December 12, 2012

YAMASHIRO HISTORY THE FOUR HUNDRED CLUB

Yamashiro was once home to the enigmatic and famous Four Hundred Club in the 1920s. While the social elite looked at film actors as second class, actor/director Frank Elliott felt the talented workers of Hollywood’s film industry deserved their recognition and a place in the upper crust of society. Eventually, for a short while, Yamashiro became home to the Four Hundred Club where motion picture actors could mingle, dance and dine together without being bothered.

At first, Elliott gathered his friends in the film industry including Charles Chaplin, Charles’ brother Syd Chaplin, actor Norman Kerry, director Clarence Brown, actors Raymond Griffith and Ward Crane, executive Jack Warner, and a few others, and founded the Sixty Club in 1924, which met at the Biltmore Hotel twice a month.
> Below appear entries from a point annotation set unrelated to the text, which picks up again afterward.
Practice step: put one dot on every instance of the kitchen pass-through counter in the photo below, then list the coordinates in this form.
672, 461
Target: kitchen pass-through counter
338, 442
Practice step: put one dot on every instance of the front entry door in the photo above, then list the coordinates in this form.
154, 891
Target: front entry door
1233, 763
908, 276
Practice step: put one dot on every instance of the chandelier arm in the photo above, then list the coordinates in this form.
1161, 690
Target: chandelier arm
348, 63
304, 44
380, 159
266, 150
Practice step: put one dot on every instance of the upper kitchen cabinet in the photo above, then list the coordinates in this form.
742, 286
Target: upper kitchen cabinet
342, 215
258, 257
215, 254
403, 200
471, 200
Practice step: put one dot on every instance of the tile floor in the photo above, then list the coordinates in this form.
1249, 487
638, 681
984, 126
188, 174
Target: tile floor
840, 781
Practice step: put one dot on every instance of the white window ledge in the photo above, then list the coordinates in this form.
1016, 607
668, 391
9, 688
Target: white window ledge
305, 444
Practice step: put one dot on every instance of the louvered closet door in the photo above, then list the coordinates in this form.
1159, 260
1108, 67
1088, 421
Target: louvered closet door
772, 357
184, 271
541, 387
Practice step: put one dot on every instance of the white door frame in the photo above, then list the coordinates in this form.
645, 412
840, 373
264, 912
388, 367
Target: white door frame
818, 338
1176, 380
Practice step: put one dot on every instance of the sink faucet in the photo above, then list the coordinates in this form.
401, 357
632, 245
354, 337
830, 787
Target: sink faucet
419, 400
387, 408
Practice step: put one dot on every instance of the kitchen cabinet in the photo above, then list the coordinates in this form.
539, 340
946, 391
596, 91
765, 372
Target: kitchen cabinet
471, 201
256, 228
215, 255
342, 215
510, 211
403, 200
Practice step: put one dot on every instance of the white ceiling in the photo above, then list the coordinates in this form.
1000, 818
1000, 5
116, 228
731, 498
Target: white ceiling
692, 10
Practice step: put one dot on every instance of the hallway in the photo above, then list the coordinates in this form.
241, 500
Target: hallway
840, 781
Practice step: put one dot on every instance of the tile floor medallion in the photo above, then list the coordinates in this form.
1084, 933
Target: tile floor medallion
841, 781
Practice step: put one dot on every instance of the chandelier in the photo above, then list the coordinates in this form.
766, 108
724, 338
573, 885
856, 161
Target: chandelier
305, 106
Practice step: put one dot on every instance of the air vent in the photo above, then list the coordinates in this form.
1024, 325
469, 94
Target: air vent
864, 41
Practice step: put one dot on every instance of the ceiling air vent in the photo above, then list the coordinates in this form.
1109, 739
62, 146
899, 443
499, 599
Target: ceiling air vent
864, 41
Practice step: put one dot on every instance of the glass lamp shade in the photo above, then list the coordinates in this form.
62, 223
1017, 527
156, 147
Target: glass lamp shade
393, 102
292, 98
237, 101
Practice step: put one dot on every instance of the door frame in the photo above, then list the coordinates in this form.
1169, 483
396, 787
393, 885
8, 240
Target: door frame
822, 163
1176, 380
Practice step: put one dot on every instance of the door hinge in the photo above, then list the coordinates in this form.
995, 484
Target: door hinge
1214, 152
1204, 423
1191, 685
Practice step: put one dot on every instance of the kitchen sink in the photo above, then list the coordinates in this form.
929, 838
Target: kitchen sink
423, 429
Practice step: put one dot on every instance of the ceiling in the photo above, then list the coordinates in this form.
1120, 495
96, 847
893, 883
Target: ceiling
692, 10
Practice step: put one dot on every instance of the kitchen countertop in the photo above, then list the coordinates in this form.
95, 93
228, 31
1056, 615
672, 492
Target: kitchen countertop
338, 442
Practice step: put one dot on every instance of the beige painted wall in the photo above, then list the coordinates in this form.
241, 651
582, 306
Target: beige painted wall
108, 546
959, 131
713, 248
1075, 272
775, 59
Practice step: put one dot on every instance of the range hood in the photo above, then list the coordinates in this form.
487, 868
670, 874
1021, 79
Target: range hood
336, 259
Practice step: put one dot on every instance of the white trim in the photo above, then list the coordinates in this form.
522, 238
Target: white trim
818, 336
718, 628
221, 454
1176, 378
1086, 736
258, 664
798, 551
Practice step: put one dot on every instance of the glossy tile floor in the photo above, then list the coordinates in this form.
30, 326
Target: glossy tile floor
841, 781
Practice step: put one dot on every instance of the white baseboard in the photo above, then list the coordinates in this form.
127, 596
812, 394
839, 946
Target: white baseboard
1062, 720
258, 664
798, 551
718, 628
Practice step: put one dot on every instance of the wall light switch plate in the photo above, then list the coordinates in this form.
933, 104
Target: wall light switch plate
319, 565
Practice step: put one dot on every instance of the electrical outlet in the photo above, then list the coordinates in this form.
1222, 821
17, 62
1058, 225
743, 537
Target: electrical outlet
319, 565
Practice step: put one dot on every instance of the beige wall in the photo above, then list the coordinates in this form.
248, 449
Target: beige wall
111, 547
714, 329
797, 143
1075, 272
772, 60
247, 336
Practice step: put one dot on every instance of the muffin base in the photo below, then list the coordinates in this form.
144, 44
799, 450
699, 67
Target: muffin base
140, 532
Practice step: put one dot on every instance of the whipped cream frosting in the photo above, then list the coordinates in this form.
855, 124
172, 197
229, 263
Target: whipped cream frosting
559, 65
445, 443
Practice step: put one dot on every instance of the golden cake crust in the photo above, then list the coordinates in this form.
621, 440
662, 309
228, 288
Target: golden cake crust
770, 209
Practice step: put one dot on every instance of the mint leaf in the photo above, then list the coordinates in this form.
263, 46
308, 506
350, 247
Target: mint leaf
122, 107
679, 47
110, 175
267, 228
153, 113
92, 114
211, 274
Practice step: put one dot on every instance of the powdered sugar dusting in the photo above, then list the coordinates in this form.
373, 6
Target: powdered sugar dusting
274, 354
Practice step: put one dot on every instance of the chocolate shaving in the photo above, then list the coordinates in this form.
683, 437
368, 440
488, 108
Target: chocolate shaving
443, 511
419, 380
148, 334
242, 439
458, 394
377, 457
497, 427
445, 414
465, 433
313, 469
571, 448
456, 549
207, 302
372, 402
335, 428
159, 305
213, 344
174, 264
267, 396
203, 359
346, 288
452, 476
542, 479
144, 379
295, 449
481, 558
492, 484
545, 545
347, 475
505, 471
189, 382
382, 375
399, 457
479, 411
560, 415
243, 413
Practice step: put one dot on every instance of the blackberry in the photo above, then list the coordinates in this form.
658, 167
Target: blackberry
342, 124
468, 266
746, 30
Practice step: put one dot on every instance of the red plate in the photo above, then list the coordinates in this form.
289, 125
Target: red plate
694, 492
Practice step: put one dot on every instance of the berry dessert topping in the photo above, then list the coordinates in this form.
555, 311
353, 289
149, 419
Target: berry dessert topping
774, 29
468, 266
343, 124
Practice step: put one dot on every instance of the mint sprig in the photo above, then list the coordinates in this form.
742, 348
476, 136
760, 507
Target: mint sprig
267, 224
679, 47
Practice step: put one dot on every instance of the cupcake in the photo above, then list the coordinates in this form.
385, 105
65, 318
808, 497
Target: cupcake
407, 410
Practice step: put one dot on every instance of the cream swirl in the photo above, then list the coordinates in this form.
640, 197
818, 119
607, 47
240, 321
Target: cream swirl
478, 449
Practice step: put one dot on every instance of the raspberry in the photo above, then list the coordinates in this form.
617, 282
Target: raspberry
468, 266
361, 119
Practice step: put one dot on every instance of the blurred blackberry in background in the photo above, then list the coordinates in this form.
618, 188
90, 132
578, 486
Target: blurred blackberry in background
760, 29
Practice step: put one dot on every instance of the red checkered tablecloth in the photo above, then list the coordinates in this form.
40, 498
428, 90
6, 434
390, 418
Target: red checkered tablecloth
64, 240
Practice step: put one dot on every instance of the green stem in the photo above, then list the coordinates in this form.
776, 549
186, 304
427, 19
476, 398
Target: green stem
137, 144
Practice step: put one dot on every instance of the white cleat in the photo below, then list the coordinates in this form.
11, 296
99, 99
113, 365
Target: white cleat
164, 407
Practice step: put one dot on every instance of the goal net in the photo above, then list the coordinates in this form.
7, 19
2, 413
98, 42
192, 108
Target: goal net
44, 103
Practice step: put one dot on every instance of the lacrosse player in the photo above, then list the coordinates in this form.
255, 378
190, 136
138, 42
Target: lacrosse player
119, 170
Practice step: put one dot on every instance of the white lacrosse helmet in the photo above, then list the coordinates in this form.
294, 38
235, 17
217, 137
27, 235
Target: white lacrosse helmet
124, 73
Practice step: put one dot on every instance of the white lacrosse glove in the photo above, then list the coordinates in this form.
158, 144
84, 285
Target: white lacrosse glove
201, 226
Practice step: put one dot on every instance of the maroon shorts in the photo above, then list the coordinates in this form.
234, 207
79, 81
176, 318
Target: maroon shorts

Eventually other film industry people found their way into the Sixty Club including Gloria Swanson, Rudolph Valentino, Jesse Lasky, Harold Lloyd, the Talmadges, Charles Chaplin, Colleen Moore, the Warner Brothers, Sam Goldwyn, and Louis B. Mayer.

Eventually Elliott and the Four Hundred Club purchased Yamashiro as their club house for a then trifling sum of one million dollars. The grand opening of the Four Hundred Club was hosted by Mrs. Sam Warner and was attended by such people as BeBe Daniels, Colleen Moore, Buster Collier, Rudolph Valentino, and Roscoe Arbuckle.